North America is expected to lead the global machine learning market, holding a high share of 30.4% in 2024, driven by technological developments. The adoption of machine learning is on the growth in industries such as automotive & healthcare, improving operational efficiency. Countries like the US & Canada boast advanced industrial sectors and robust economies, fueling market growth. Moreover, the region benefits from the presence of many tech firms, further driving the adoption of machine learning technologies. Transparent services in North American industries support consumer satisfaction, driving the integration of AI & machine learning solutions.

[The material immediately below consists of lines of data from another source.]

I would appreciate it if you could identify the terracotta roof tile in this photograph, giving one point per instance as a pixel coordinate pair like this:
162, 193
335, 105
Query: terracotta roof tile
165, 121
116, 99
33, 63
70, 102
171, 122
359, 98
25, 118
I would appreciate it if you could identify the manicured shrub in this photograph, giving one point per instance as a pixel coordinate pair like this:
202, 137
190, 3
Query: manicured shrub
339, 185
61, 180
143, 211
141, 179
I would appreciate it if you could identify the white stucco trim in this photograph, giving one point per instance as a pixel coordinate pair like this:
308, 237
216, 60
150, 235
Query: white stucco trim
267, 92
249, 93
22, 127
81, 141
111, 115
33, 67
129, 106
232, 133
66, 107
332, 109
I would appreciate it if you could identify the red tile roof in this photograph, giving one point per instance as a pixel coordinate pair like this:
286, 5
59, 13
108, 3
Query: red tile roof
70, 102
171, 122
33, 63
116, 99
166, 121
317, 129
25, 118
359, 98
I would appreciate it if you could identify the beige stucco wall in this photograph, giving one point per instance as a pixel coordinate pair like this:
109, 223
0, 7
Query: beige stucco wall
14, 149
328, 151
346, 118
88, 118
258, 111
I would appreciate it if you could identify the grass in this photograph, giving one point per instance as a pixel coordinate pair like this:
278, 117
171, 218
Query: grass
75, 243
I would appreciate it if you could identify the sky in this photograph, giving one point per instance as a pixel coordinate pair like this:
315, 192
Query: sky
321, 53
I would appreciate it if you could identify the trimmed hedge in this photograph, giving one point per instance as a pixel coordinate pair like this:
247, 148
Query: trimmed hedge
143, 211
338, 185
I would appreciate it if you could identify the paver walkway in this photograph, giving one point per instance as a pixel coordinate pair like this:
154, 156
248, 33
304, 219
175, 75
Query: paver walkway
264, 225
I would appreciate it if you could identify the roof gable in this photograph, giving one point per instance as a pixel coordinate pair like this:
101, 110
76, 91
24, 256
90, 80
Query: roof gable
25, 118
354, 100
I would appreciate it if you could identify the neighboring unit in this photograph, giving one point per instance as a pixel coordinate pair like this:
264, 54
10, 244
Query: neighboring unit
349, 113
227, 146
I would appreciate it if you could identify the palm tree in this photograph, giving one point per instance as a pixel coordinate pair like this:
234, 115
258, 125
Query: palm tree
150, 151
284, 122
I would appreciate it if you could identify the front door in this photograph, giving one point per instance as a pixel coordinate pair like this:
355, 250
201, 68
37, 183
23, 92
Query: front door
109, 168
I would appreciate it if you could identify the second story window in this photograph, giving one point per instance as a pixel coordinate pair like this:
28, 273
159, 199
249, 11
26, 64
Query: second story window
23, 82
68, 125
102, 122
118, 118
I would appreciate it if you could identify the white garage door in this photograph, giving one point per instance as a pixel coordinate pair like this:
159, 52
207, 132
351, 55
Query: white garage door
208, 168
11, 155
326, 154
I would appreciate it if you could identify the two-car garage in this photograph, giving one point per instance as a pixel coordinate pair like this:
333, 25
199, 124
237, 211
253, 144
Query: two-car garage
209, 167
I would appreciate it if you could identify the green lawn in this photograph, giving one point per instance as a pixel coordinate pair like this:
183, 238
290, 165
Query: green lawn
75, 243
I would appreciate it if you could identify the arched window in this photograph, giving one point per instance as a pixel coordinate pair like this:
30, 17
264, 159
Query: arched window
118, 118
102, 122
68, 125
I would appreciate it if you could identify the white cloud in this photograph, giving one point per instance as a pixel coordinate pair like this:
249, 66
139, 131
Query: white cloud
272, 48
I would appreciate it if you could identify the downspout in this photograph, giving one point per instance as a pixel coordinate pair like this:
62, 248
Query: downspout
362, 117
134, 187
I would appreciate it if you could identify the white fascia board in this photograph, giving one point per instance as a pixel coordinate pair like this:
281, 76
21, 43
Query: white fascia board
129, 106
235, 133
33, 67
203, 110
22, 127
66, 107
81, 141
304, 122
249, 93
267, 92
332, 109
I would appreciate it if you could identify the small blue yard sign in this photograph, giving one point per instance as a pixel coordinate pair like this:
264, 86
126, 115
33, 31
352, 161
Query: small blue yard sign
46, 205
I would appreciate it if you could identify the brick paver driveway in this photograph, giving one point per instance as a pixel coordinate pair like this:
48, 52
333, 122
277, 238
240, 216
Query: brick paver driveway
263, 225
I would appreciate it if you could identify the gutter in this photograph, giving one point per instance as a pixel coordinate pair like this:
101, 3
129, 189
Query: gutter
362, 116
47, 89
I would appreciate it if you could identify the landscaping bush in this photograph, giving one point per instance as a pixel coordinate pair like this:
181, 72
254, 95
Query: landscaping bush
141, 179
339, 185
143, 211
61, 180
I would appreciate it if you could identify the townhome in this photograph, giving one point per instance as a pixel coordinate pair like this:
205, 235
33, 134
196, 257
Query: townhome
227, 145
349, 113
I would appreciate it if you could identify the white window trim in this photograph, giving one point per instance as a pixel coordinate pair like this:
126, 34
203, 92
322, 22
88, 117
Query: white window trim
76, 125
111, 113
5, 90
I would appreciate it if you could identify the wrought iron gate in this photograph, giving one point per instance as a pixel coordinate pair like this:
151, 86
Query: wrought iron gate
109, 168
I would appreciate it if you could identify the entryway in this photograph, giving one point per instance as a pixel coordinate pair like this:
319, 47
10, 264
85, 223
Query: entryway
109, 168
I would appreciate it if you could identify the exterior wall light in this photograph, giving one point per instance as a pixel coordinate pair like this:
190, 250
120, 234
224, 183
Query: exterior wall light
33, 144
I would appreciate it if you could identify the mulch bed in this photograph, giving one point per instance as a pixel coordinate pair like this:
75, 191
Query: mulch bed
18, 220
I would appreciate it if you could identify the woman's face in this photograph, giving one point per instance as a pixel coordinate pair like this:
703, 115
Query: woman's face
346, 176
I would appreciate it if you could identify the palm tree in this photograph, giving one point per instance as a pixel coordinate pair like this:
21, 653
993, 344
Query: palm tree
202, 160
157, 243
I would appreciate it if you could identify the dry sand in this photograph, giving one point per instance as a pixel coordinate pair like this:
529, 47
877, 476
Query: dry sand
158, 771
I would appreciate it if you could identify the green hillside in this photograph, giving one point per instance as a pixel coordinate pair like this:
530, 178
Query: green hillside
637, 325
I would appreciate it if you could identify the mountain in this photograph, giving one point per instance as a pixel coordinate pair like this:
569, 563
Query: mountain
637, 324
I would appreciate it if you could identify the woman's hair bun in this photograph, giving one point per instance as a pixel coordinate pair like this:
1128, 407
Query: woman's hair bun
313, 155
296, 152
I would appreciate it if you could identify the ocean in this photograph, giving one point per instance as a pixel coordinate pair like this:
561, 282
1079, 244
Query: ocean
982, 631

Machine Learning Market Regional Analysis

Further, in the Asia Pacific, countries like India, China, and South Korea are largely adopting machine learning and AI technologies. These emerging economies use AI to enhance productivity, support economic development, and address societal challenges. Government initiatives, significant investments in R&D, and vibrant technological ecosystems contribute to the region's expanding machine-learning industry.

By Region

North America
  • The U.S.
  • Canada
Europe
  • Germany
  • The U.K.
  • France
  • Italy
  • Russia
  • Spain
  • Benelux
  • Nordic
  • Rest of Europe
Asia-Pacific
  • China
  • Japan
  • South Korea
  • India
  • ANZ
  • ASEAN
  • Rest of Asia-Pacific
Latin America
  • Brazil
  • Mexico
  • Argentina
  • Colombia
  • Rest of Latin America
Middle East & Africa
  • Saudi Arabia
  • UAE
  • South Africa
  • Israel
  • Egypt
  • Rest of MEA

Competitive Landscape

The global machine learning market is highly competitive, characterized by many players and companies for market share. Players are constantly innovating to develop advanced algorithms and tools, meeting diverse industry needs. The competitive landscape is shaped by factors like product differentiation, technological advancements, strategic partnerships, & market expansion efforts, as organizations look to maintain their lead and capture new opportunities.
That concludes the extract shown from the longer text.